Foreign technology companies at the ongoing 4th international trade exhibition in Lagos have expressed high confidence in the viability of the Nigerian packaging industry, with most of them positive that transfer of improved technology, knowledge and skills could help achieve the country’s long desired efficiency in its agricultural value chain.
About 140 international market leaders including 10 national participants with latest technologies from Austria, China, Belgium, France, Germany, Italy, Netherlands, South Africa raised hopes for the packaging industry.
Robert Petri, the Kingdom of Netherlands ambassador to Nigeria, noted that his country being the second largest exporter of agricultural products to Africa is determined to share packaging innovations with Nigeria to strengthen its local capacity.
Appreciating the interest of the international allies, Ahmed Alex Omah, executive director Institute of Packaging Nigeria raised the need for a renewal of the public perception of plastic packaging as environmentally degrading activity.
Plastics generated from packaging, he said, has driven creative waste management initiatives reflected in the increase in local recycling.
He noted that the plastics processing industry has generated jobs and scaled up entrepreneurial opportunities as plastic products are being recycled into new materials, raw materials, or energy.
“We can hardly imagine our everyday life without products made of plastics. They contribute greatly to more resource efficiency, whether in various industries, in domestic appliances or in medical equipment. This valuable material reduces the weight and sound of cars. It provides lightweight solutions, secures packaging, and insulates buildings, thus reducing energy consumption and greenhouse gas emissions,” he said.
He noted that plastics extend shelf life of food as well as reducing post-harvest loss in food.
“The $18 billion Quantum Petrochemical project in Lagos by the Dangote Group when completed in 2019 will have a nameplate capacity of 780,000 metric tonnes of PP and 500,000 metric tonnes of PE. The increase in investment is not surprising, given the surge in demand for plastics in Nigeria, particularly from packaging firms.
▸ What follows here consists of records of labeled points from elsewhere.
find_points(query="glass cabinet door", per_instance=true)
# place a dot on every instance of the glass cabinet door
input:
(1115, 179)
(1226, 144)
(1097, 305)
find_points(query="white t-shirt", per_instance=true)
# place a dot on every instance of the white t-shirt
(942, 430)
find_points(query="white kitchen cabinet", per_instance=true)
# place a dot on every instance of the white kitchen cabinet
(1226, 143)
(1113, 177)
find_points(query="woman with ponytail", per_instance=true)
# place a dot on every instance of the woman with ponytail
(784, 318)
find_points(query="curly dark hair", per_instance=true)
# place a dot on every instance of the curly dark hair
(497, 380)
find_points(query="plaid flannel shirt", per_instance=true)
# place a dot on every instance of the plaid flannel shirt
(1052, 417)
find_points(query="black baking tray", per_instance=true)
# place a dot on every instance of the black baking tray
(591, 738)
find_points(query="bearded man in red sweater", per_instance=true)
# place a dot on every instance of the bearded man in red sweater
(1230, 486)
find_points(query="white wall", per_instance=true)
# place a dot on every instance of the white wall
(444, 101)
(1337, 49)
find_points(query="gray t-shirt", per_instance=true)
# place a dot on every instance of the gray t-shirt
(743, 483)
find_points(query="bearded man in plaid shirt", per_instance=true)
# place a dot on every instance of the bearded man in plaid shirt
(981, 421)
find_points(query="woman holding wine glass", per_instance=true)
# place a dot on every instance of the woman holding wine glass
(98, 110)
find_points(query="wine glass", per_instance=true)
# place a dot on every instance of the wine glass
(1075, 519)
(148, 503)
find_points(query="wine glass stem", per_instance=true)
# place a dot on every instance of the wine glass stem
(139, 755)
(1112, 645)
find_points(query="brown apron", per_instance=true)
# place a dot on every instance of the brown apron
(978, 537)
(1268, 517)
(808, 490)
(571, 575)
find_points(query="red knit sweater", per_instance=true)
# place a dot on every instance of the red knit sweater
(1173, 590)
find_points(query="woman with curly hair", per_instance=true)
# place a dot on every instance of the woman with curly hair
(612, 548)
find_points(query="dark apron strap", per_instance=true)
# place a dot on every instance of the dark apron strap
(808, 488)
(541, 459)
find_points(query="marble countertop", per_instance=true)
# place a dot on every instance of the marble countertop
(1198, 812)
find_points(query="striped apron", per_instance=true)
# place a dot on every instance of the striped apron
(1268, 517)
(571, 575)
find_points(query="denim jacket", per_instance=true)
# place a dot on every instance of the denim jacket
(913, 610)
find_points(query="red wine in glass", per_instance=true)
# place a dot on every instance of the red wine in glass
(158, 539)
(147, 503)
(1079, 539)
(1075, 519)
We hope that these exhibitions will see valuable exchange between professionals across Nigeria, Africa and rest of the world,” he said.
Paul Marz, managing director Fairtrade said production facilities needs to increase to achieve a more diversified range of products just as Nigeria needs investment in the agric industry through the entire value chain of food and beverage processing and packaging.
“Nigeria is still heavily dependent on food imports. At the same time the country has the potential to become self-sufficient and to even become an export nation when it comes to agricultural production,” he said.